We are pleased to offer an excerpt from the latest edition of the online magazine, Bright Wall/Dark Room. The theme for their September issue is WORK, and in addition to Kellie Herson's essay below on "Goodfellas," they''ll also be featuring essays on "Sharp Objects," "Paterson," "Support the Girls," "Five Easy Pieces," "You Were Never Really Here," "The Sting," "Fat City," "Blue Collar," "The Hours," "Mildred Pierce," "Only Angels Have Wings," "Beautiful Things," and "Tinker, Tailor, Soldier, Spy." The above art is by Tony Stella. 

You can read our previous excerpts from the magazine by clicking here. To subscribe to Bright Wall/Dark Room, or look at their most recent essays, click here


I don’t think the world needs another definitive declaration of what Goodfellas is about. There are far too many, and the vast majority represent a particular viewer’s desire to claim ownership over a cultural phenomenon rather than any substantive effort to engage with the narrative. But since we’re here: it’s a movie about capitalism, or, more specifically, about the way capitalism structures not only our labor and how we get compensated for it, but also our families and our relationships. Every successful mob narrative is on some level a workplace comedy, and Goodfellas is the most incisive one we have. Yes, it’s also about friendships between men, and food, and jealousy, and it offers some tremendous dog content—but the thread holding all those disparate parts together is its comprehensive dissection of the belief that if you get the chance to do a job you love, you’ll never work a day in your life.

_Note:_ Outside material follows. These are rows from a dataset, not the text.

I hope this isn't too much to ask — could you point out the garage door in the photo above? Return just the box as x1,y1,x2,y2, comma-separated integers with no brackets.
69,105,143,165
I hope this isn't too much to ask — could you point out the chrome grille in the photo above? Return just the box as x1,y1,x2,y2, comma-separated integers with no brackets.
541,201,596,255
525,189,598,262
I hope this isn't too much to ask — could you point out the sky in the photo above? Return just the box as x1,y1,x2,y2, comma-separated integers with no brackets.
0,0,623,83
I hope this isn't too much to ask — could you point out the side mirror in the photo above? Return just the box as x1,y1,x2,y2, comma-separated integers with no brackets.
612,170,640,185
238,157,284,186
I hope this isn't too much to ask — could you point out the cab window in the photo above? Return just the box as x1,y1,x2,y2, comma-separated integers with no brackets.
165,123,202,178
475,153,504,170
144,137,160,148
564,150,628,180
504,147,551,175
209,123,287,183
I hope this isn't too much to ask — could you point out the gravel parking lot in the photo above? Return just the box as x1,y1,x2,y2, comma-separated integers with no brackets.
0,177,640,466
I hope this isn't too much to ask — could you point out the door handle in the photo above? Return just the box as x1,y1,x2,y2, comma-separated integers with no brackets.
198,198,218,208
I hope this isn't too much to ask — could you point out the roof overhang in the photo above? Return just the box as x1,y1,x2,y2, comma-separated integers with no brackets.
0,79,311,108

That idea is coercive bullshit, of course. Not being miserable at work is something to aspire to, but having a job you love doesn’t magically liberate your labor from its economic or social context, even if that job ostensibly exists outside the bounds of polite society. If anything, love makes it far easier to let your work absorb your life and suck you dry. It doesn’t exempt you from wanting something in return for your work, whether it’s status or money or validation; it just makes it harder to distinguish the things you do joyfully from the things you do transactionally, to figure out the difference between who you are and what you do. It’s like graduate school, if graduate students weren’t quite as into stimulants.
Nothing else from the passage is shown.